There’s an old Hmong man in Minnesota who killed his son and then tried to kill himself over installing cable. He’s 84 and his son was 36 years old. This happened March 29, 2014. What people didn’t know was that the old man wanted his son to pay for an international channel which showcases Hmong women in Thailand. The article can be found here: http://www.huffingtonpost.com/2014/03/29/pang-se-vang-kills-son-over-cable_n_5051802.html

This story may sound bizarre, but it’s a phenomenon that is recently increasing among a lot of the elderly men of this particular ethnic group. Elderly men, mostly in their sixties and up, desire to travel to Thailand to have sex with the women there. Some go as far as planning to take their sons, who have wives and children here, to that country and remarry their sons to the women there. And even with the recent deaths of American Hmongs in Thailand being poisoned by their own immediate family members who live there, this news doesn’t deter these men from doing anything that would allow them to go. This sudden obsession and rage over not being able to go to Thailand to have sex with the native Hmong women there sounds more like demonic possession than simple lust.

Is it really demonic possession?

In the late 1970’s, Hmong refugees from Thailand and Laos began a new life in the United States. Between 1977 and 1986, less than ten years, 116 Hmong men and 1 Hmong woman between the ages of 25 and 44 were found dead with no apparent cause. All the deceased were healthy with no medical history and died in their sleep. This phenomenon was investigated by the federal government and was given the name SUNDS (Sudden Unexplained Nocturnal Death Syndrome).Easily explained in the culture of the Hmongs, the cause of death was an evil spirit that suffocates the victim by sitting on the chest during sleep. An entire book written on this event can be found here: http://renincorp.org/bookshelf/hmong_sudden_unexpected.pdf and other articles can be found here: http://www.skewsme.com/hmong.html#axzz327lmCw4B and here: http://theweek.com/article/index/220269/when-dreams-kill-the-phenomenon-of-sleep-paralysis

There is something wicked working in the world today.

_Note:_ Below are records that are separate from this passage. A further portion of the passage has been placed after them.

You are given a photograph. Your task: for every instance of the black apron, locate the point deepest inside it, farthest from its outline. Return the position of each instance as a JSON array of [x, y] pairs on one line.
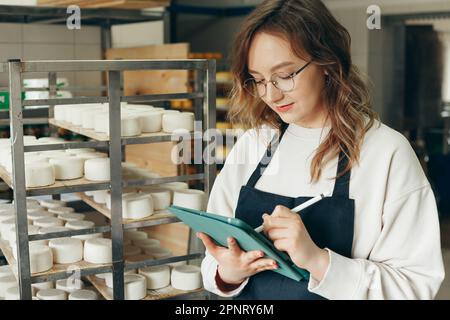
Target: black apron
[[329, 223]]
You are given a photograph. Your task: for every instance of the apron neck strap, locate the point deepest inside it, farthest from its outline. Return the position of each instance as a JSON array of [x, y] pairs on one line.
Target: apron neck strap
[[267, 157]]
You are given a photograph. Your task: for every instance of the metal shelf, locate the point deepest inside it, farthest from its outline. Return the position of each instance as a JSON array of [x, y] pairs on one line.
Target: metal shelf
[[204, 102]]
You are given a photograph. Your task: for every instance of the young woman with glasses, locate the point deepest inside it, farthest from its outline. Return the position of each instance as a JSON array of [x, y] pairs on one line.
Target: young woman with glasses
[[376, 236]]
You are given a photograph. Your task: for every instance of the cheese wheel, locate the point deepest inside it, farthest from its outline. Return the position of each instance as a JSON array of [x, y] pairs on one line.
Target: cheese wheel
[[52, 203], [83, 224], [6, 282], [66, 250], [157, 276], [69, 285], [97, 169], [131, 251], [98, 250], [67, 168], [161, 198], [151, 122], [41, 258], [39, 174], [61, 210], [51, 294], [187, 277], [158, 253], [12, 293], [71, 216], [35, 287], [146, 243], [83, 294], [48, 222], [192, 199], [137, 206], [172, 122], [135, 286], [134, 235]]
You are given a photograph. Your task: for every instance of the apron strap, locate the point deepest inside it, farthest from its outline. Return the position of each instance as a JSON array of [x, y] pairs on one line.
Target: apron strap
[[267, 157], [341, 186]]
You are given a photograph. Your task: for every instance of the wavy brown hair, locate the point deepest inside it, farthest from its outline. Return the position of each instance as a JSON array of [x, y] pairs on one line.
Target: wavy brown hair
[[314, 34]]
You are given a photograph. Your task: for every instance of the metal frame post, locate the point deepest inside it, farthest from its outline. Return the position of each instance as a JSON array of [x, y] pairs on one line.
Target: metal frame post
[[115, 153], [18, 168]]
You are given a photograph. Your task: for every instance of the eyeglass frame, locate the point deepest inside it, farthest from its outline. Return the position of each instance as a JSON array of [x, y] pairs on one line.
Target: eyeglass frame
[[291, 75]]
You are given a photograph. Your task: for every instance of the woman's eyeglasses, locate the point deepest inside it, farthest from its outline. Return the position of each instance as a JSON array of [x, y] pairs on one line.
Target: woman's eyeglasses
[[281, 80]]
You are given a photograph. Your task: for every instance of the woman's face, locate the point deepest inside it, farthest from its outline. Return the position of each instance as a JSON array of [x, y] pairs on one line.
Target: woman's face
[[303, 105]]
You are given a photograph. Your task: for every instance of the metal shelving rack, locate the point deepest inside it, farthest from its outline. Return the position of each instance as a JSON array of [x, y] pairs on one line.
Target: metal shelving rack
[[204, 102]]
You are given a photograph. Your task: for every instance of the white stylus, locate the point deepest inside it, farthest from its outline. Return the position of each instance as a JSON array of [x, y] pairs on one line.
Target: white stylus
[[301, 207]]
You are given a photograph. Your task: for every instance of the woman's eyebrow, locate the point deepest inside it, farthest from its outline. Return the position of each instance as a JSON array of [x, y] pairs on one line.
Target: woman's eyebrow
[[275, 67]]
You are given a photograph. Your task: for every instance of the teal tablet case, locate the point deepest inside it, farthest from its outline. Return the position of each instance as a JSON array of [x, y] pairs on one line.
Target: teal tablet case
[[220, 228]]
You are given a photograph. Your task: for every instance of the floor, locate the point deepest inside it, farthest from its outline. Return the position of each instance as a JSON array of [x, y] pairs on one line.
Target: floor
[[444, 292]]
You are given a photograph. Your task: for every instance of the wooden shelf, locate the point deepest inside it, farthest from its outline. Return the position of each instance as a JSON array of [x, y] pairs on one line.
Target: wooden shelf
[[158, 215], [164, 293], [143, 138], [57, 268]]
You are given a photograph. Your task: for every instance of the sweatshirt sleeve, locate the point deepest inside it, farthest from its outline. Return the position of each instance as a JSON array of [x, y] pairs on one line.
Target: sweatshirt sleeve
[[406, 260]]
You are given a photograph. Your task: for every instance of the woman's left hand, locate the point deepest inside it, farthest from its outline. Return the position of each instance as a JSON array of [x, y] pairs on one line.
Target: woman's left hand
[[288, 233]]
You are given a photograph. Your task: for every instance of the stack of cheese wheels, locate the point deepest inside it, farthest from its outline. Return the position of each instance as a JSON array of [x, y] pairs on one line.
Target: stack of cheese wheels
[[69, 285], [98, 250], [157, 276], [35, 287], [6, 282], [192, 199], [67, 168], [39, 174], [52, 203], [135, 286], [83, 294], [137, 206], [49, 222], [97, 169], [41, 258], [66, 250], [51, 294], [73, 216], [174, 121], [187, 277], [61, 210], [161, 198], [83, 224]]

Evil is in the works and it is not only with the Hmong, but with every ethnic group that exists. There are many questions that have no logical answers and when it’s not enough that we are left without explanations, we turn from logic to faith or the lack thereof.From the movie Constantine:

John Constantine: Detective. What if I told you that God and the devil made a wager, a kind of standing bet for the souls of all mankind?

Angela Dodson: I’d tell you to stay on your meds.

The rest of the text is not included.